Cuneo – Stufo degli attacchi alla zootecnia, un cuneese che è anche referente regionale e nazionale per la categoria si schiera a difesa degli allevatori, anzitutto quelli avicoli: Oreste Massimino, allevatore ed esponente di Confagricoltura, replica alle accuse ribadendo che la filiera avicola è virtuosa, responsabile e sostenibile. Tre aggettivi, sempre più attuali, che Massimino declina così.
“Virtuosa perché opera nel pieno rispetto delle direttive codificate dalla Comunità Europea sul benessere animale. Viene applicato il principio che gli animali, per poter esprimere tutte le loro potenzialità e produrre reddito, debbano essere messi nelle migliori condizioni di vita. La maggior parte degli allevamenti sono ormai a ventilazione forzata e garantiscono, all’interno dei capannoni, temperatura controllata e valori di anidride carbonica e ammoniaca entro i limiti imposti dalla direttiva sul benessere. Lo hanno constatato anche gli studenti dell’Università di Pollenzo durante una loro visita in un allevamento. La filiera è virtuosa anche perché la pollina, oltre a essere un ottimo fertilizzante per i campi, è sempre più richiesta dagli impianti di biogas, contribuendo così alla produzione di energia pulita.
È responsabile perché nel 2018, a fronte di poco meno di 9.000 controlli ufficiali effettuati dall’autorità sanitaria, la positività per la ricerca di residui nelle carni e stata zero. Parimenti, l’uso degli antibiotici, che vengono utilizzati solo per le terapie e sempre sotto stretto controllo veterinario rispettando i tempi di sospensione, è calato in questi ultimi anni di oltre l’82%. Ciò, grazie al miglioramento degli ambienti, ai nuovi metodi di profilassi vaccinale, alle rigorose misure di biosicurezza instaurate.

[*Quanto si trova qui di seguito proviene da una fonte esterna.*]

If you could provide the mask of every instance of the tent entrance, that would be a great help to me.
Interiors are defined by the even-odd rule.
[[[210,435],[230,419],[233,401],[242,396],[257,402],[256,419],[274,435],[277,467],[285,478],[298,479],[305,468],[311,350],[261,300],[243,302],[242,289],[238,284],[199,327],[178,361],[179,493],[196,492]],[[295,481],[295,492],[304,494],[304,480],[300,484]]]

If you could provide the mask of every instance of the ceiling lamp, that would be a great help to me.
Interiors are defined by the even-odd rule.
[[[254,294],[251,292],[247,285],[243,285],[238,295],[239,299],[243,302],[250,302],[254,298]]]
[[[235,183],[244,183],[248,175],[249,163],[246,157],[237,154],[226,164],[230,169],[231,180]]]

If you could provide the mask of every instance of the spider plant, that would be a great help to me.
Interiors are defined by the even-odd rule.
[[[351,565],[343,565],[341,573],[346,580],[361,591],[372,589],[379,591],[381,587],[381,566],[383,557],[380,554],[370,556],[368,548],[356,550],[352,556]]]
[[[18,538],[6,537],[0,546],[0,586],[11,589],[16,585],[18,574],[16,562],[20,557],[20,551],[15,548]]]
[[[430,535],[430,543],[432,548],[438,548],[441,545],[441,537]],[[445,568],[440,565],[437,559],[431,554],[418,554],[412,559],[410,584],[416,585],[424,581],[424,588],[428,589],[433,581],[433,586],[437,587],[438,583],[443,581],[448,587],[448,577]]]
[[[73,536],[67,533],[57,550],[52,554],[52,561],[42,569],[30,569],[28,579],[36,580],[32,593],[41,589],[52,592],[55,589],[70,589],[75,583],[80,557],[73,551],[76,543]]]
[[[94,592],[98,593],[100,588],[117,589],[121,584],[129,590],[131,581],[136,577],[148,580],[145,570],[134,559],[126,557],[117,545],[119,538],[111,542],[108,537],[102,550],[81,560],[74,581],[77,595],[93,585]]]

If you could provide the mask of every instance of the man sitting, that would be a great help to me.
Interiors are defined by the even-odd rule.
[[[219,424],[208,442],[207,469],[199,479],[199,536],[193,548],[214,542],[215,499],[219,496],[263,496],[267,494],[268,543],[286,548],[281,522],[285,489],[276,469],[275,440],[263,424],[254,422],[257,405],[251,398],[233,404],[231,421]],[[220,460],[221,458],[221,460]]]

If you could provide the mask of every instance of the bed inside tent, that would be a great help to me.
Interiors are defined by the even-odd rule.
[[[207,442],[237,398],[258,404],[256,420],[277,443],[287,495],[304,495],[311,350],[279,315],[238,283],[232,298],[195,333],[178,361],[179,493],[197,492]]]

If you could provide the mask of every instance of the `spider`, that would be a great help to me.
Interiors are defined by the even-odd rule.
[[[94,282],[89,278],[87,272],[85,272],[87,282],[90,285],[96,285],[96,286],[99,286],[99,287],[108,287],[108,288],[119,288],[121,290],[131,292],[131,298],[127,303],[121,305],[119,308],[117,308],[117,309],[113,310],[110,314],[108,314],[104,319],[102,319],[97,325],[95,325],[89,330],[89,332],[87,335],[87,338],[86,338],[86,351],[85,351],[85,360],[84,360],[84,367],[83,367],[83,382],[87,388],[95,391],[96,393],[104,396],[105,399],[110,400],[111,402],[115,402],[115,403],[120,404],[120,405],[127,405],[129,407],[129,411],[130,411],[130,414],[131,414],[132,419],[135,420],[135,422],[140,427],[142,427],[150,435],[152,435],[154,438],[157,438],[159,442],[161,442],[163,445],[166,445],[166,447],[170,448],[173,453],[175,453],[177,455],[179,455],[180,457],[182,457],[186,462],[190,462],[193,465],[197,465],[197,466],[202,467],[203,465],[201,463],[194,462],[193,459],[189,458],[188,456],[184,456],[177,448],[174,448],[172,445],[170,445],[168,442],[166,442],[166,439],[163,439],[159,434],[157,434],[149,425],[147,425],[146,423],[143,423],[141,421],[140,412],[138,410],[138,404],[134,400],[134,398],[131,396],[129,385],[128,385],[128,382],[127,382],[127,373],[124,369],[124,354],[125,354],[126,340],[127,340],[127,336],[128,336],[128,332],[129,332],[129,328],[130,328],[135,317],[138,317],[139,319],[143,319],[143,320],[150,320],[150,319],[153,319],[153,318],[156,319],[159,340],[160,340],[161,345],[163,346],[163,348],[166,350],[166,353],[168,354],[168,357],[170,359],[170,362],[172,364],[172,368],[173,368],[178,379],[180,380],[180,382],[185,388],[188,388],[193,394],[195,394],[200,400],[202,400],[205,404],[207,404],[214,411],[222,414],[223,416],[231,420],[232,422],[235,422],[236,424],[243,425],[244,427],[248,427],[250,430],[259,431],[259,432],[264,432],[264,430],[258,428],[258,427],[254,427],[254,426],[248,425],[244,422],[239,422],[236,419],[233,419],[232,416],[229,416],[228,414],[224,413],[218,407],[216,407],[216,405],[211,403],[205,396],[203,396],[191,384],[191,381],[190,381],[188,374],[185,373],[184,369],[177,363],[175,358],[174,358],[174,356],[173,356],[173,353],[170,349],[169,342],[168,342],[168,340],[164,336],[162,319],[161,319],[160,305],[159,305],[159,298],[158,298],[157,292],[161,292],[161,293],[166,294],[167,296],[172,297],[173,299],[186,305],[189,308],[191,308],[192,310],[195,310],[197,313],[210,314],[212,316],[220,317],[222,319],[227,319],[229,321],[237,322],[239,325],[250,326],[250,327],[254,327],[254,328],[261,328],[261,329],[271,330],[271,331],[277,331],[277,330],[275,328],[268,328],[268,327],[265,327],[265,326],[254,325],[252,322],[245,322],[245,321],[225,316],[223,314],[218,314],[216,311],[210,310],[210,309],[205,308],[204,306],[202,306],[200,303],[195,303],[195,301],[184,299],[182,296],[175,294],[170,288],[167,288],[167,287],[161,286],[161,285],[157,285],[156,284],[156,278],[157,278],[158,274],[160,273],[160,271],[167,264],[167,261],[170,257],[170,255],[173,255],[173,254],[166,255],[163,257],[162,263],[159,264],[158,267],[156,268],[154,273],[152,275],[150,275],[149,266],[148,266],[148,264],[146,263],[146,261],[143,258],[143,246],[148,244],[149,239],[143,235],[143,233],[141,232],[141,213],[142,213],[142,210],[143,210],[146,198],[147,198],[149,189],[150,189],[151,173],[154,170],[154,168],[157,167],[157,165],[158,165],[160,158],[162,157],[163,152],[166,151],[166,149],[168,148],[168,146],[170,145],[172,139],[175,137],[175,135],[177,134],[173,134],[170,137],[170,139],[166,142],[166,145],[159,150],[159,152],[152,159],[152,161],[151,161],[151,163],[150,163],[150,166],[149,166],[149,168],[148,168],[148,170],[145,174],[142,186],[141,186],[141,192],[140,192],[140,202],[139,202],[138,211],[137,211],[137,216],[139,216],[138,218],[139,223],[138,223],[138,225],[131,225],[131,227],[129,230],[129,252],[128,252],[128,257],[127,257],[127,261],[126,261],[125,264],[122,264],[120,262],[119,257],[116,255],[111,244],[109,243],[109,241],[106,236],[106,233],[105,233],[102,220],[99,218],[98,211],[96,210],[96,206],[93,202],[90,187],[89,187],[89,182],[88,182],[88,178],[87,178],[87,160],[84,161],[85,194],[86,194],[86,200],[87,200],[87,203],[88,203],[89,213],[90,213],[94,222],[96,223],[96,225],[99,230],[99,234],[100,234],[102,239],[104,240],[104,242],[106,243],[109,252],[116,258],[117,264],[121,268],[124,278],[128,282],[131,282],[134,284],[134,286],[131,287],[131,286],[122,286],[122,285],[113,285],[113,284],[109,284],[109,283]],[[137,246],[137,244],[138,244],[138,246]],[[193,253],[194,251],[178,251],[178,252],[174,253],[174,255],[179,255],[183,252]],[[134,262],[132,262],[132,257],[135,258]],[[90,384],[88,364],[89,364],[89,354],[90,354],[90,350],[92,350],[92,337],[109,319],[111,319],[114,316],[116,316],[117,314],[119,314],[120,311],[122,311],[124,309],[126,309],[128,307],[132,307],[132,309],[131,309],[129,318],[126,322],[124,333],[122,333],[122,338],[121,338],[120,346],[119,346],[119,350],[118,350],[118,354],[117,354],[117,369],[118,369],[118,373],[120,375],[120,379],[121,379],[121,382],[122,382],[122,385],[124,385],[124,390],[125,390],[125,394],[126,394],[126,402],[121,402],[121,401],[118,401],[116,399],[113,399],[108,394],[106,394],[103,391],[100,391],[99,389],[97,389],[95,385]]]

È sostenibileperché l’avicoltura è il settore zootecnico con il più basso rapporto fra alimento consumato e accrescimento. Mentre negli anni ‘70 erano necessari più di 3 kg di alimento per produrre 1 kg di carne, oggi, grazie alla costante selezione genetica, ne bastano 1,6- 1,7. Ciò significa che per produrre lo stesso quantitativo di carne basta quasi la metà dei cereali e quindi la metà di territorio coltivato, la metà di acqua per irrigarlo e la metà di fertilizzanti. Per ogni 2 punti di riduzione di indice di conversione si risparmiano circa 250.000 ettari di suolo coltivato”.